Gluten-Free Pie Crust
1 1/4 cups Gluten-Free Multi-Purpose Flour 
1/2 teaspoon xanthan gum
1/2 teaspoon salt
6 tablespoons cold butter
1 large egg
2 teaspoons lemon juice or vinegar
Lemon Base
3 egg yolks 
1 1/2 cups sugar
1/3 cup plus 1 tablespoon cornstarch
1 1/2 cups water 
3 tablespoons butter or margarine 
2 teaspoons grated lemon peel
1/2 cup lemon juice
2 drops yellow food color, if desired
Lemon Curd Topping
1/2 cup fresh lemon juice
2 teaspoons of lemon zest
1/2 cup sugar
3 eggs
6 tablespoons of butter cut into very small squares

Directions

  1. Whisk together the flour or flour blend, sugar, xanthan gum, and salt.

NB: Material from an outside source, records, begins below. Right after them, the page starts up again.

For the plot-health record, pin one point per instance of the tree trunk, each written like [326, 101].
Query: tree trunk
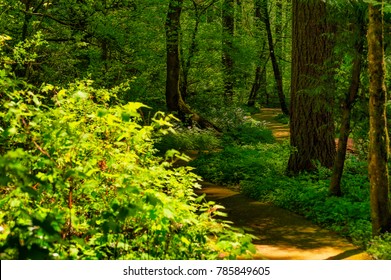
[378, 136]
[227, 48]
[347, 105]
[174, 99]
[311, 119]
[276, 69]
[172, 48]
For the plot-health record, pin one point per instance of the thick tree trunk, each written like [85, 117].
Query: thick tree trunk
[347, 105]
[311, 119]
[276, 68]
[378, 136]
[260, 72]
[228, 19]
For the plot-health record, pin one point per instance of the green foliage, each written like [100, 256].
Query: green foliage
[189, 138]
[80, 180]
[308, 195]
[380, 247]
[236, 163]
[282, 118]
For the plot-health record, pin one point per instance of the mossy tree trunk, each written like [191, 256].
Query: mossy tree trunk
[228, 21]
[378, 136]
[311, 118]
[174, 99]
[276, 68]
[358, 30]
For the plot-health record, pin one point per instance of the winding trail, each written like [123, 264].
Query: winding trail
[281, 234]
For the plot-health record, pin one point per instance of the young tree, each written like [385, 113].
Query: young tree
[228, 20]
[378, 135]
[358, 30]
[276, 68]
[174, 99]
[311, 125]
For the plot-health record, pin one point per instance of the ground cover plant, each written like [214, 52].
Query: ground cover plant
[260, 170]
[80, 180]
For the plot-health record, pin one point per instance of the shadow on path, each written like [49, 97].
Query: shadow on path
[282, 235]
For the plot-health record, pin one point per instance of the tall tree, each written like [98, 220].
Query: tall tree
[276, 68]
[173, 95]
[260, 69]
[228, 20]
[311, 119]
[378, 135]
[174, 99]
[358, 29]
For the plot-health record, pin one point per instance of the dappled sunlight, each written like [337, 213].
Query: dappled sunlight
[280, 130]
[281, 234]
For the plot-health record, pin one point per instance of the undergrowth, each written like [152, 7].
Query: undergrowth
[260, 171]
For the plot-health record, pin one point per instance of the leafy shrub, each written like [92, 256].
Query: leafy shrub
[80, 180]
[380, 247]
[282, 118]
[250, 133]
[236, 163]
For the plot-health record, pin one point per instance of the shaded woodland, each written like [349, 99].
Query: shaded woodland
[113, 111]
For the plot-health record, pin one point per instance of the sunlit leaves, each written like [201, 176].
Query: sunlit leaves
[86, 184]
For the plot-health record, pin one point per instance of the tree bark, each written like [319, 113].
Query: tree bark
[378, 135]
[311, 118]
[174, 99]
[228, 20]
[276, 68]
[348, 103]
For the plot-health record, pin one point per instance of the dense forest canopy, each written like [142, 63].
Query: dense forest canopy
[97, 96]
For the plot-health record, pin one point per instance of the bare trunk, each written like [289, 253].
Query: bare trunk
[311, 119]
[378, 135]
[347, 105]
[227, 47]
[174, 99]
[276, 68]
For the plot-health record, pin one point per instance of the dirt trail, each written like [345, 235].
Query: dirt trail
[280, 131]
[282, 235]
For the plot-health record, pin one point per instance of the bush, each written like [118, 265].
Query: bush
[380, 247]
[80, 180]
[282, 118]
[236, 163]
[192, 138]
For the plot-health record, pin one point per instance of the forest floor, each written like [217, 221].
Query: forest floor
[281, 234]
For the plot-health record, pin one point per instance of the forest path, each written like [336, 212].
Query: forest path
[282, 235]
[280, 131]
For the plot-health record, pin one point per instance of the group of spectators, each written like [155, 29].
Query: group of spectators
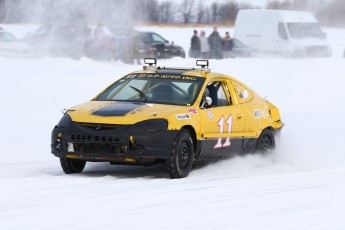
[211, 47]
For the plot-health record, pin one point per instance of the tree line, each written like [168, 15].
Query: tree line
[154, 11]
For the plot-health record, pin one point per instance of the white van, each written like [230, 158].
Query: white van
[282, 32]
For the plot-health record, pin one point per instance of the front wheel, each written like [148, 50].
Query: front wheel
[70, 166]
[182, 155]
[265, 142]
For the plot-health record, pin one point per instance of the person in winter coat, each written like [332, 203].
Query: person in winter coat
[227, 45]
[215, 43]
[204, 47]
[195, 45]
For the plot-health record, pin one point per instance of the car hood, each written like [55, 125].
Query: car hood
[106, 112]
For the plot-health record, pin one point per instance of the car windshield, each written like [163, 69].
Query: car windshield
[302, 30]
[154, 88]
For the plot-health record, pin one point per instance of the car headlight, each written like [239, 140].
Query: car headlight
[65, 122]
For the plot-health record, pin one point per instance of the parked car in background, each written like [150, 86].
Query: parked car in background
[159, 47]
[282, 32]
[10, 46]
[128, 45]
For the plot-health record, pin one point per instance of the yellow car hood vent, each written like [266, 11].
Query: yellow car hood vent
[117, 109]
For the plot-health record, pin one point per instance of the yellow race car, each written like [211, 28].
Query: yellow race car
[166, 115]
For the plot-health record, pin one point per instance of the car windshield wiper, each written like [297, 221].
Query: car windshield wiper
[142, 94]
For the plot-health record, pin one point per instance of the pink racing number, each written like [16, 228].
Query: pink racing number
[220, 123]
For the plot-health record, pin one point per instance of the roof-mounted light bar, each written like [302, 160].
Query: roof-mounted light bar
[202, 63]
[150, 61]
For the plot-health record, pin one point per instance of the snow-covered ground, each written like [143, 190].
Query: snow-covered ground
[300, 186]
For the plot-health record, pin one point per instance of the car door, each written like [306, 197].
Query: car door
[222, 123]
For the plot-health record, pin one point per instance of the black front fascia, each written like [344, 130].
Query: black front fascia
[150, 139]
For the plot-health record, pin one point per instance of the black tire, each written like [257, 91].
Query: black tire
[182, 155]
[266, 142]
[70, 166]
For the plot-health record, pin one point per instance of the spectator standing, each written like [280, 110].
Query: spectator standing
[215, 42]
[227, 45]
[204, 47]
[195, 45]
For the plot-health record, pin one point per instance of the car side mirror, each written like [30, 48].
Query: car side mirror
[206, 103]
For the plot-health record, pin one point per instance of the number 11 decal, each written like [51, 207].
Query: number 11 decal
[220, 123]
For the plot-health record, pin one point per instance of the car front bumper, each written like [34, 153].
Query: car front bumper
[141, 143]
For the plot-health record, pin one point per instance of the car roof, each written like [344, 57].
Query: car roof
[197, 72]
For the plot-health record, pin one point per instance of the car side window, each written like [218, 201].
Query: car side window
[243, 93]
[216, 91]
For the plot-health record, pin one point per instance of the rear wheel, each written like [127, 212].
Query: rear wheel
[182, 155]
[265, 142]
[71, 165]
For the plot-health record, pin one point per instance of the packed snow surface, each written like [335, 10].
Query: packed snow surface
[300, 186]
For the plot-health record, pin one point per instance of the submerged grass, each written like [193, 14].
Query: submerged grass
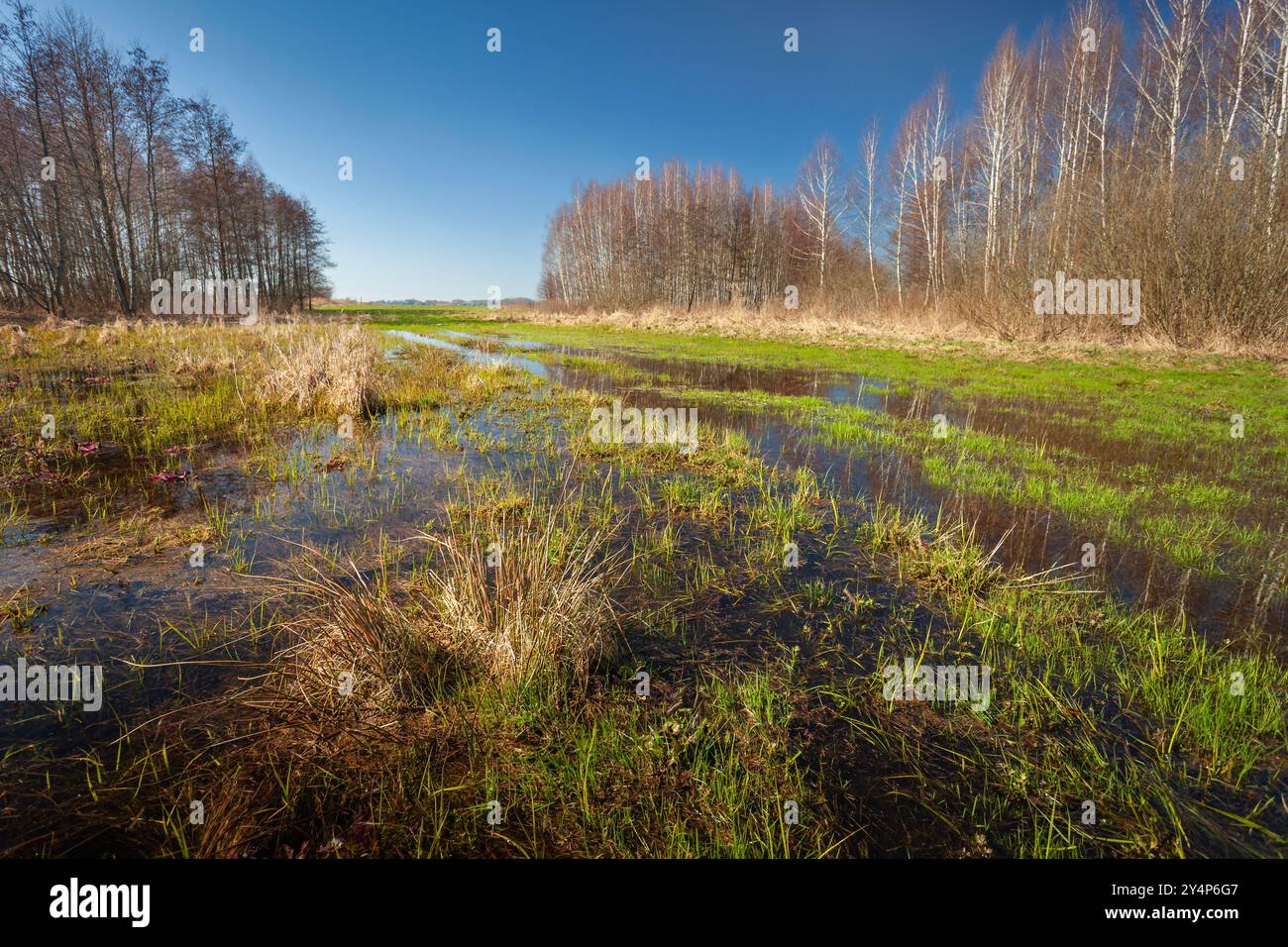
[578, 648]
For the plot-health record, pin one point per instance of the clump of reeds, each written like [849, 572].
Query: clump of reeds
[518, 596]
[334, 369]
[356, 647]
[524, 594]
[17, 341]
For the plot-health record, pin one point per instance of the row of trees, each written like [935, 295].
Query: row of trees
[1162, 159]
[110, 182]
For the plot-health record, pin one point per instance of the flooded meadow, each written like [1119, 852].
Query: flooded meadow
[372, 583]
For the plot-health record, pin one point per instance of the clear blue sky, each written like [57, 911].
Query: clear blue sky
[460, 155]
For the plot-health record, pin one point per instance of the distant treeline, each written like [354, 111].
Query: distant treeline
[108, 182]
[1162, 162]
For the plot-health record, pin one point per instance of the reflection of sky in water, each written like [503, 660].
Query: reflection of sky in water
[472, 355]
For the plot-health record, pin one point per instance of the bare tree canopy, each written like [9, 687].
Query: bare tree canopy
[1159, 161]
[108, 182]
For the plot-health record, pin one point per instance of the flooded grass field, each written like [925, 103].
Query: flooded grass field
[381, 589]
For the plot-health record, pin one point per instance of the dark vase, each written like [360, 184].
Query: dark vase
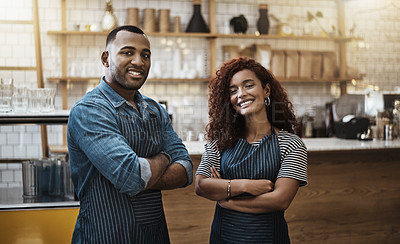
[197, 23]
[263, 21]
[239, 24]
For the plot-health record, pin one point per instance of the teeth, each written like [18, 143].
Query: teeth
[134, 73]
[245, 103]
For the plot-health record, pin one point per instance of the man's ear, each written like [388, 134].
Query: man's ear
[104, 59]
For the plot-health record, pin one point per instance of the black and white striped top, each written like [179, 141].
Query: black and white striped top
[293, 158]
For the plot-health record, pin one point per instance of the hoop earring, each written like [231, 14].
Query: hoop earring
[267, 101]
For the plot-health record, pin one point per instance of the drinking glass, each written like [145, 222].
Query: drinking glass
[20, 99]
[47, 100]
[34, 100]
[6, 91]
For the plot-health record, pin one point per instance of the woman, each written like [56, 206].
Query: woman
[253, 164]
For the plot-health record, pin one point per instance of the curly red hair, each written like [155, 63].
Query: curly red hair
[225, 126]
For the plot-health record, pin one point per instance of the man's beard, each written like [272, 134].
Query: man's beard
[119, 77]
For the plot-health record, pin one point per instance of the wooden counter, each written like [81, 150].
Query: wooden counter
[353, 197]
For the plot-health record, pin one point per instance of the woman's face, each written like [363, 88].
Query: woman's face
[247, 94]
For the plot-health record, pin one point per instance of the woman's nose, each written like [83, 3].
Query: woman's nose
[241, 92]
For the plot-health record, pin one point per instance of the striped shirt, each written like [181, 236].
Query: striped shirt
[293, 158]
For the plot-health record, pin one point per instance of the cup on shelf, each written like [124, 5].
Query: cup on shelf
[56, 187]
[6, 92]
[34, 100]
[20, 99]
[47, 100]
[31, 178]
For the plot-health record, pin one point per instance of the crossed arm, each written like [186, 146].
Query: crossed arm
[165, 176]
[265, 196]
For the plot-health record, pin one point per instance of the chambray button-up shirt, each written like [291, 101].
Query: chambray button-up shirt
[108, 141]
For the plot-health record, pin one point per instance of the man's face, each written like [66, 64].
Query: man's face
[128, 60]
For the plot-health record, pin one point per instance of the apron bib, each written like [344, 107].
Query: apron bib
[250, 161]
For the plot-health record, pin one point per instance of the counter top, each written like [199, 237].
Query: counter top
[55, 117]
[319, 145]
[12, 199]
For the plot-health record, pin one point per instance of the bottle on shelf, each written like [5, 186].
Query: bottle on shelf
[197, 23]
[109, 20]
[263, 21]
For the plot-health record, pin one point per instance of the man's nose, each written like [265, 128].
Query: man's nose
[137, 60]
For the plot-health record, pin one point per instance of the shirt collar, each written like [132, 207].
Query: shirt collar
[116, 99]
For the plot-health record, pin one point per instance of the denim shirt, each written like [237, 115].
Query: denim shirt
[100, 141]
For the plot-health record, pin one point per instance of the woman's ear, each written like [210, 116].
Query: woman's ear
[104, 59]
[267, 90]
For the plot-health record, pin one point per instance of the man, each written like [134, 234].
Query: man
[123, 150]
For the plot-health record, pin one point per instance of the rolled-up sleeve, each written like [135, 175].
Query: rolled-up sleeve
[95, 141]
[174, 146]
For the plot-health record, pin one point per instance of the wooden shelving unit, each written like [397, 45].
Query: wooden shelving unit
[211, 39]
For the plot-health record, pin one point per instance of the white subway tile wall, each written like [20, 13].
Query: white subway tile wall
[377, 56]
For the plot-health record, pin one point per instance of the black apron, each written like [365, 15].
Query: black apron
[250, 161]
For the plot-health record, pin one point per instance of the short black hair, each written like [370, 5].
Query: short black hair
[131, 28]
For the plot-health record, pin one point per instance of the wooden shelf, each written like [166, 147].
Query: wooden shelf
[58, 117]
[214, 35]
[58, 149]
[86, 79]
[104, 33]
[169, 80]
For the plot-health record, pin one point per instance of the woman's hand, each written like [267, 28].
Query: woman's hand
[253, 187]
[215, 173]
[258, 187]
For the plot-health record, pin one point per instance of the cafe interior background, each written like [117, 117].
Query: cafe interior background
[372, 55]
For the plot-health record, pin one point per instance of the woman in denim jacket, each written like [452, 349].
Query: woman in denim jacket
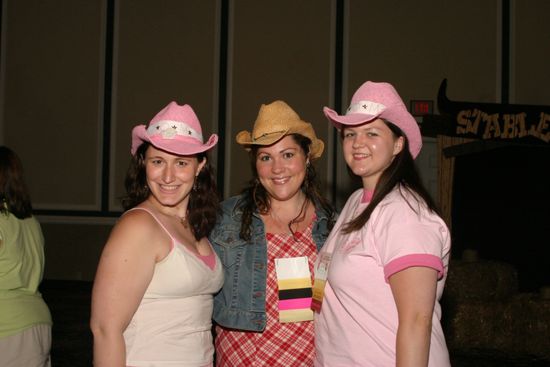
[267, 240]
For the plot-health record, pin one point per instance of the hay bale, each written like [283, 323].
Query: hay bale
[480, 280]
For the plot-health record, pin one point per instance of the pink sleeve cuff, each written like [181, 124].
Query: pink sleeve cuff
[407, 261]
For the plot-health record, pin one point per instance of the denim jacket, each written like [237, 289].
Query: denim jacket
[240, 304]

  2. Cut the cold butter into pats, then work the pats into the flour mixture until it’s crumbly, with some larger, pea-sized chunks of butter remaining.
  3. Whisk the egg and vinegar or lemon juice together until very foamy. Mix into the dry ingredients. Stir until the mixture holds together, adding 1 to 3 additional tablespoons cold water if necessary.
  4. Shape into a ball and chill for an hour (up to overnight). Allow the dough to rest at room temperature for 10 to 15 minutes before rolling.
  5. Meanwhile, preheat oven to 475 and lightly grease a 9″ pie pan
  6. Roll out on a piece of plastic wrap, on a silicone rolling mat, or in a pie bag that’s been heavily sprinkled with gluten-free flour or flour blend. Invert the crust into the prepared pie pan.
  7. Cook for 8-10 minutes or until the crust is light brown color.
  8. When the crust is done remove from over and lower oven heat to 400 .
  9. While the crust is cooking beat egg yolks together with a fork.
  10. In 2-quart saucepan, mix sugar and cornstarch; gradually stir in water. Cook over medium heat, stirring constantly, until mixture thickens and boils. Boil and stir 1 minute.
  11. Immediately stir at least half of hot mixture into egg yolks; stir back into hot mixture in saucepan. Boil and stir 2 minutes; remove from heat.
  12. Stir in butter, lemon peel, lemon juice and food color.
  13. Pour into pie crust. Bake 8 to 12 minutes or until the surface of the pie is not longer wet.
  14. Cool away from draft for around 30 minutes.
  15. While the pie is cooling make the lemon curd. 
    1. Whisk the juice, eggs, and sugar together in a saucepan. Mix in the butter over low heat. CONTINUE TO WHISK, if the eggs become overheated they will cook on their own. 
    2. Whisk for around six minutes or until the curd is thick and the lines of the whisk hold. It will be done when the first bubbles appear.
    3. Remove from heat and pour into a bowl. Immediately cover and cool for 15 minutes
  16. After 15 minutes, spread the still-warm curd over the top of the lemon pie.
  17. Let sit for another hour and then cover and refrigerate until ready to serve.